Odin has been a definite presence in my life of late. I feel drawn to him. I am hesitant delve deeply into a relationship with him because I know that he asks a great deal from his followers. I want to let go and immerse myself. My kemetic gods are supportive, but they also want me to be careful. Djehuty doesn’t want me to be completely owned by Odin. Sekhmet is worried that I will need a lot of healing when I am done working with him. However, they are still supportive of my interest and wish me the best. I am still kemetic, but I am also now exploring heathenry. I prefer to honor the gods in their own ways. I know that I am supposed to learn independence from the heathen gods. I also know that goal probably involves some painful lessons. As someone who doesn’t like pain, I’ve been avoiding asking for lessons. However, it is time to move forward. I want to move forward.
I went to a day long ADF festival in Topeka, Kansas, last Saturday. The head of my local grove was ordained as official clergy. The grounds were gorgeous with blooming tulips and a large lake. There was a discussion on theology, a discussion on mindfulness, and a panel by the heads of different groves. It reminded me how much I love festivals and how much I can learn from ADF. I want to finish the initial self study program for ADF so that I can take advantage of other classes. It was very motivating to see all the hard work of my grove leader pay off in her ordination. I don’t think I am meant to be ADF clergy, but I do feel that moving forward in the organization would help me grow overall.

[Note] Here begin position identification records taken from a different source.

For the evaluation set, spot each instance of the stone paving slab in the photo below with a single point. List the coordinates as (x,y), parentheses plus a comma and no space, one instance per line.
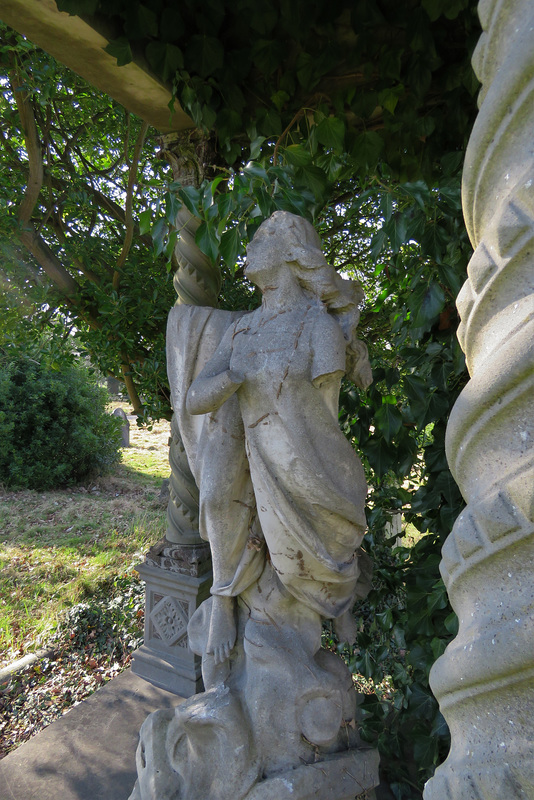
(89,754)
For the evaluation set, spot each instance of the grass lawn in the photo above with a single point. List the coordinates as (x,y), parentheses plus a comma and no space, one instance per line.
(62,547)
(67,582)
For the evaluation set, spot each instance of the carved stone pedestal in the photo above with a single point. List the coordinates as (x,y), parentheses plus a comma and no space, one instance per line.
(178,579)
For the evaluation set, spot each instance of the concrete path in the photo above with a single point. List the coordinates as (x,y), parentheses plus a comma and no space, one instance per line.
(89,754)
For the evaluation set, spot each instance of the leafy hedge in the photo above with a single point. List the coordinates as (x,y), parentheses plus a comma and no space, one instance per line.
(54,429)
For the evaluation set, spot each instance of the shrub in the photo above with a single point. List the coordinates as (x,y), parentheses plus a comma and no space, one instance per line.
(54,429)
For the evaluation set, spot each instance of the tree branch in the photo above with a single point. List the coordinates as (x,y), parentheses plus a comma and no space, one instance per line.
(132,176)
(33,147)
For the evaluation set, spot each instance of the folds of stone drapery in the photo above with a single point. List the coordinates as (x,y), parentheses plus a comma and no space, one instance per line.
(485,680)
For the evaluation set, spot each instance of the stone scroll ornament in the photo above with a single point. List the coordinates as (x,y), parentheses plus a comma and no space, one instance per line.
(281,502)
(485,680)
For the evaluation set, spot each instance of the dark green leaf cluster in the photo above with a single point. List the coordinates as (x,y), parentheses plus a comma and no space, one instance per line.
(391,80)
(54,429)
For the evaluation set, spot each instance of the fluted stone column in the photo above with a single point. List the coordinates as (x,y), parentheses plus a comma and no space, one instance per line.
(177,570)
(485,680)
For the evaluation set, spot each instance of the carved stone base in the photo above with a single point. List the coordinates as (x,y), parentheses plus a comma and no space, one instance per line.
(278,719)
(178,579)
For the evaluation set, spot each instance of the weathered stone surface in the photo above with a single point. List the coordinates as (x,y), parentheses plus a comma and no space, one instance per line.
(281,502)
(80,46)
(178,578)
(485,680)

My schedule is busy these days. I’m not complaining. I enjoy having so many religious functions to attend. I attend an educational session with the Order of the Red Grail on the first Saturday in April. Then next Saturday was the ADF festival. This Saturday is a private blot and sumbel that I’ve been invited to attend. The following Saturday is our local grove’s Beltane ritual. It is good for me to get out and participate. Hopefully it will help me to make new friends and break down some of the walls that I’ve built around myself. It is also good to see how different organizations are structured and run. If I do decide to try to start a local kemetic group, I will need all of the information that I can get about the different ways to set up and run an organization.
I haven’t spent much time at my shrines or altar recently. I’ve been worried that if I honor one god or pantheon then the other gods will be upset. It is a silly worry. My gods have been supportive of my differing interests. I need to get back into the habit of a daily routine. I miss it. I still talk to my gods on a daily basis, but it is not the same as spending time in shrine. I’m starting to get back into doing divination for myself. It has always been my way of communicating with the gods, but I’ve felt unequal to it lately. I’ve been very dependent on other people’s divination. Their divination has been wonderful and enlightening, but I need to renew my faith in myself. I need to trust my intuition. It has carried me this far. Along with the gods, it will take me to my goals.